‘Doelmannen worden nog steeds ondergewaardeerd, op uitzondering van Buffon’

François Colin breekt in zijn wekelijkse column een lans voor de meest ondergewaardeerde positie op het veld.

Real Madrid heeft als eerste club de Champions League twee keer op rij gewonnen. Cristiano Ronaldo was nog maar eens de hoofdverantwoordelijke voor de overtuigende overwinning tegen Juventus. De Portugees scoorde tien keer in de vijf wedstrijden van de kwart- en halve finales en de eindstrijd. Ronduit indrukwekkend.

Het was een mooie avond voor het voetbal, omdat de ploeg met de beste aanval van de belangrijkste Europese competitie het haalde van de ploeg met de beste defensie. De zwart-witte muur die in de twaalf eerdere partijen van het toernooi slechts drie keer werd doorboord, vertoonde in het Millenniumstadion vier gaten.

Opmerkelijk was hoe open de match met de hoogste inzet van het hele seizoen was in vergelijking met de wedstrijden uit onze play-off 1. Alsof onze topploegen geleid worden door slotenmakers in plaats van trainers.

Opvallend ook dat de meeste sympathie vooraf naar de Oude Dame uit Turijn ging. Dat had vooral te maken met de figuur van doelman Gianluigi Buffon, die op weg naar zijn veertigste verjaardag zijn palmares compleet kon maken.

Een doelman is nog steeds de meest ondergewaardeerde positie op het veld. Toen we jong waren en op straat voetbalden, werd de minste voetballer vaak in het doel – of juister gezegd, tussen twee stapeltjes kleren – gezet. In het moderne topvoetbal wordt hij nog steeds als de minst waardevolle pion op het veld beschouwd.

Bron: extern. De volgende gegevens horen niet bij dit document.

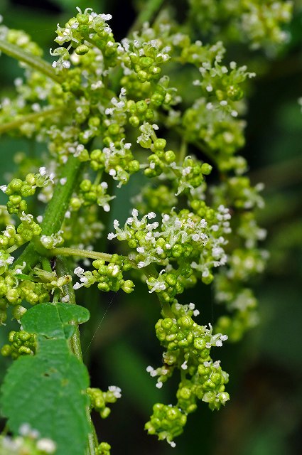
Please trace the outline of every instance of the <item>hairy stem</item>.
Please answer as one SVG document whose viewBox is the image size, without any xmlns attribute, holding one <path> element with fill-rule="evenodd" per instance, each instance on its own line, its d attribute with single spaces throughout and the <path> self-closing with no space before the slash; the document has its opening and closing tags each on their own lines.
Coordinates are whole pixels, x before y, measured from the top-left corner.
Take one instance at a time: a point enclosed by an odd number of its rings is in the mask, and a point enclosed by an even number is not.
<svg viewBox="0 0 302 455">
<path fill-rule="evenodd" d="M 163 1 L 164 0 L 149 0 L 146 2 L 129 30 L 128 36 L 135 30 L 141 28 L 144 22 L 151 22 L 161 9 Z"/>
<path fill-rule="evenodd" d="M 13 57 L 20 62 L 23 62 L 31 68 L 43 73 L 55 82 L 60 83 L 62 82 L 62 77 L 55 74 L 51 65 L 43 60 L 43 58 L 26 52 L 22 48 L 4 40 L 0 40 L 0 50 L 6 54 L 6 55 Z"/>
<path fill-rule="evenodd" d="M 63 256 L 58 256 L 55 263 L 55 269 L 58 275 L 62 277 L 63 275 L 70 274 L 70 267 L 68 266 L 68 259 Z M 64 295 L 68 296 L 68 301 L 70 304 L 76 305 L 75 291 L 72 287 L 72 283 L 68 283 L 63 287 Z M 80 338 L 79 327 L 71 338 L 69 340 L 69 345 L 71 351 L 75 354 L 75 357 L 82 362 L 81 341 Z M 95 455 L 95 448 L 97 446 L 97 438 L 95 432 L 95 429 L 91 419 L 91 415 L 89 408 L 87 409 L 87 417 L 89 424 L 91 427 L 91 432 L 88 435 L 88 443 L 86 449 L 86 455 Z"/>
<path fill-rule="evenodd" d="M 16 120 L 12 120 L 11 122 L 8 122 L 7 123 L 4 123 L 0 125 L 0 134 L 6 133 L 11 129 L 16 129 L 24 123 L 34 122 L 37 119 L 54 115 L 55 114 L 60 112 L 62 112 L 62 109 L 60 107 L 55 107 L 54 109 L 48 109 L 47 110 L 41 111 L 40 112 L 33 112 L 32 114 L 20 116 L 18 118 L 17 117 Z"/>
<path fill-rule="evenodd" d="M 69 201 L 79 176 L 81 167 L 81 161 L 71 156 L 64 166 L 59 180 L 66 177 L 67 181 L 64 186 L 58 183 L 50 202 L 48 203 L 44 214 L 41 225 L 42 235 L 50 235 L 57 232 L 63 222 L 65 214 L 68 208 Z M 37 251 L 39 250 L 39 252 Z M 49 250 L 43 248 L 42 245 L 38 245 L 38 242 L 31 242 L 23 253 L 19 256 L 16 264 L 21 264 L 24 261 L 26 263 L 25 273 L 29 267 L 32 267 L 38 262 L 40 255 L 50 256 Z"/>
</svg>

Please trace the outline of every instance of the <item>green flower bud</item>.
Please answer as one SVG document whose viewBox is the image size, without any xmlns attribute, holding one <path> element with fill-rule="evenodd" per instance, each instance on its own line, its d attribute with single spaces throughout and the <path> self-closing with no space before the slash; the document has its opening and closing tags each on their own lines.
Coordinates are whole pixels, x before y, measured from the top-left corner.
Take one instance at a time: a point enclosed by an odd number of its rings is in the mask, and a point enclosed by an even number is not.
<svg viewBox="0 0 302 455">
<path fill-rule="evenodd" d="M 78 55 L 84 55 L 87 54 L 87 52 L 89 52 L 89 48 L 85 44 L 81 44 L 75 49 L 75 53 Z"/>
</svg>

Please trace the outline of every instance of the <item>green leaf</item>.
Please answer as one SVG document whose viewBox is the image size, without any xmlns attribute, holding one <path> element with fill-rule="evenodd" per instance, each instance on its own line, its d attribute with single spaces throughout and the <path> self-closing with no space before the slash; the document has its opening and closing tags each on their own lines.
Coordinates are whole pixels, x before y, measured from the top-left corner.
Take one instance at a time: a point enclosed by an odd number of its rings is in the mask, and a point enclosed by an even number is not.
<svg viewBox="0 0 302 455">
<path fill-rule="evenodd" d="M 70 351 L 67 340 L 38 336 L 36 355 L 20 358 L 9 368 L 1 388 L 2 412 L 14 432 L 28 423 L 56 443 L 56 455 L 83 455 L 91 431 L 88 385 L 86 368 Z"/>
<path fill-rule="evenodd" d="M 86 308 L 72 304 L 45 303 L 31 308 L 22 317 L 23 329 L 31 333 L 43 335 L 48 338 L 72 336 L 77 325 L 88 321 Z"/>
</svg>

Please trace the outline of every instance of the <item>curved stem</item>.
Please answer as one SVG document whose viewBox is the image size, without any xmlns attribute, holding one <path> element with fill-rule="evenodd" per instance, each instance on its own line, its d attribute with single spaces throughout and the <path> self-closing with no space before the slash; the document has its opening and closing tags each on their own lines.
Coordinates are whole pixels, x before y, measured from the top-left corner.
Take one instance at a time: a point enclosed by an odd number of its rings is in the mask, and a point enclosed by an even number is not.
<svg viewBox="0 0 302 455">
<path fill-rule="evenodd" d="M 107 262 L 109 262 L 112 257 L 112 255 L 109 255 L 108 253 L 63 247 L 61 248 L 53 248 L 49 252 L 52 256 L 58 256 L 58 255 L 61 255 L 62 256 L 80 256 L 80 257 L 89 257 L 90 259 L 102 259 Z"/>
<path fill-rule="evenodd" d="M 34 122 L 36 119 L 41 119 L 44 117 L 48 117 L 49 115 L 53 115 L 57 112 L 62 112 L 60 107 L 55 107 L 54 109 L 48 109 L 47 110 L 41 111 L 40 112 L 33 112 L 32 114 L 27 114 L 26 115 L 20 116 L 19 118 L 7 123 L 4 123 L 0 125 L 0 134 L 6 133 L 11 129 L 16 129 L 21 125 L 28 122 Z"/>
<path fill-rule="evenodd" d="M 128 36 L 135 30 L 139 30 L 144 22 L 150 22 L 161 9 L 164 0 L 149 0 L 144 4 L 142 9 L 131 26 Z"/>
<path fill-rule="evenodd" d="M 44 214 L 41 225 L 42 235 L 50 235 L 60 229 L 71 195 L 76 187 L 81 165 L 82 163 L 79 159 L 71 156 L 64 166 L 59 176 L 59 181 L 61 178 L 66 177 L 66 183 L 64 186 L 58 183 L 55 188 L 53 198 Z M 44 255 L 45 253 L 47 256 L 51 255 L 50 250 L 43 248 L 41 244 L 40 244 L 40 253 L 37 250 L 39 250 L 39 245 L 35 245 L 34 242 L 31 241 L 16 261 L 16 264 L 21 264 L 23 261 L 26 263 L 25 273 L 29 267 L 33 267 L 39 261 L 40 255 Z"/>
<path fill-rule="evenodd" d="M 58 272 L 58 275 L 61 277 L 63 275 L 70 274 L 70 269 L 68 267 L 68 259 L 63 256 L 58 256 L 57 257 L 56 263 L 55 263 L 55 269 Z M 68 296 L 69 303 L 73 305 L 76 305 L 75 301 L 75 291 L 72 288 L 72 283 L 68 283 L 63 287 L 63 292 L 65 295 Z M 81 348 L 81 341 L 80 338 L 80 331 L 79 327 L 77 327 L 77 329 L 75 333 L 72 335 L 71 338 L 69 340 L 69 345 L 70 347 L 71 351 L 73 354 L 79 359 L 81 362 L 82 362 L 82 348 Z M 86 410 L 87 412 L 87 417 L 88 419 L 88 422 L 90 425 L 91 432 L 88 435 L 88 442 L 87 447 L 86 449 L 86 455 L 95 455 L 95 448 L 97 446 L 97 438 L 95 432 L 95 429 L 93 425 L 90 412 L 89 407 Z"/>
<path fill-rule="evenodd" d="M 0 50 L 6 54 L 6 55 L 13 57 L 20 62 L 23 62 L 31 68 L 43 73 L 45 76 L 48 76 L 55 82 L 60 83 L 63 80 L 60 76 L 55 74 L 51 65 L 42 58 L 40 58 L 40 57 L 26 52 L 22 49 L 22 48 L 19 48 L 15 44 L 12 44 L 4 40 L 0 40 Z"/>
</svg>

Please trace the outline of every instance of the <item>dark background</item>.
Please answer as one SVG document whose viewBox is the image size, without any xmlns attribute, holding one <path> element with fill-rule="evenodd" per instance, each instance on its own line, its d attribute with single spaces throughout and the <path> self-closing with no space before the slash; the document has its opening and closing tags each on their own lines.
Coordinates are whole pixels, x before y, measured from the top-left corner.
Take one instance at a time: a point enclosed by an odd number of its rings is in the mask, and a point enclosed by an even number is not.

In de ranglijst van honderd duurste transfers uit de voetbalgeschiedenis staat slechts één doelwachter: Buffon is 24e, dankzij zijn overgang in 2001 van Parma naar Juventus voor 53 miljoen euro (al bestond de transfersom voor een deel uit de overstap van Jonathan Bachini van Juve naar Parma).

Het Zwitserse CIES Football Observatory berekent ieder jaar de huidige transferwaarde van spelers, niet alleen op basis van hun prestaties, maar ook van leeftijd en contractduur. In hun top 100 slechts vier portiers: Jan Oblak op 43 (59,8 miljoen euro), Thibaut Courtois op 46 (55,2 miljoen), David de Gea op 58 (48,8 miljoen) en Manuel Neuer op 67 (45 miljoen). Ter vergelijking: de duurste verdediger is Héctor Bellerín (70,3 miljoen), de duurste middenvelder Paul Pogba (155,3 miljoen) en de meest waardevolle spits Neymar (246,8 miljoen).

Een topspits wordt dus bijna vijf keer hoger ingeschat dan een topkeeper, terwijl de Engelse trainer Brian Clough al in de jaren zeventig doorhad dat een grote redding van een doelman op het scorebord dezelfde impact heeft als een doelpunt van een aanvaller.

Een doelman heeft echter de pech dat hij een fabelachtige wedstrijd kan spelen zonder een bal tegen te houden, omdat hij dankzij goed positiespel de hoeken zo kan verkleinen dat de aanvaller geïntimideerd raakt en naast of over schiet. Elke fout die een ballenvanger begaat, kan daarentegen de kop van het verslag in de krant worden.

Toen zo’n 25 jaar geleden de terugspeelbal werd afgeschaft, kreeg de laatste man eindelijk meer waardering … omdat hij van dan af beter moest kunnen voetballen. Doelmannen moeten voortaan met beide voeten een bal ver weg kunnen trappen. Bij sommige trainers hadden ze een decennium eerder al aan gewicht gewonnen, toen Johan Cruijff met Stanley Menzo een soort vliegende keeper introduceerde.

In het voetbal van zijn volgelingen als Pep Guardiola is de ‘sweeper keeper’ belangrijker dan ooit, omdat deze het mogelijk maakt dat de hele ploeg ‘hoog’ speelt. Om die reden stuurde de Catalaan een jaar geleden Engels international Joe Hart door bij Manchester City en verving hem door Claudio Bravo van zijn Barcelona, maar Bravo kreeg in het Etihad zijn naam niet waargemaakt.

The Citizens moesten op zoek naar een nieuw sluitstuk en de keuze viel vorige week op de Braziliaan Ederson, die voor 35 miljoen pond (ongeveer 40 miljoen euro) werd weggeplukt bij Benfica. In de Engelse pers wordt hij de duurste doelman aller tijden genoemd, omdat de pond in 2001 een stuk hoger stond en Buffon aan Juve slechts 33 miljoen pond kostte. Buffon blijft in onze ogen dus de duurste, maar het is duidelijk dat Engelse topclubs meer geld veil hebben voor een goede doelman.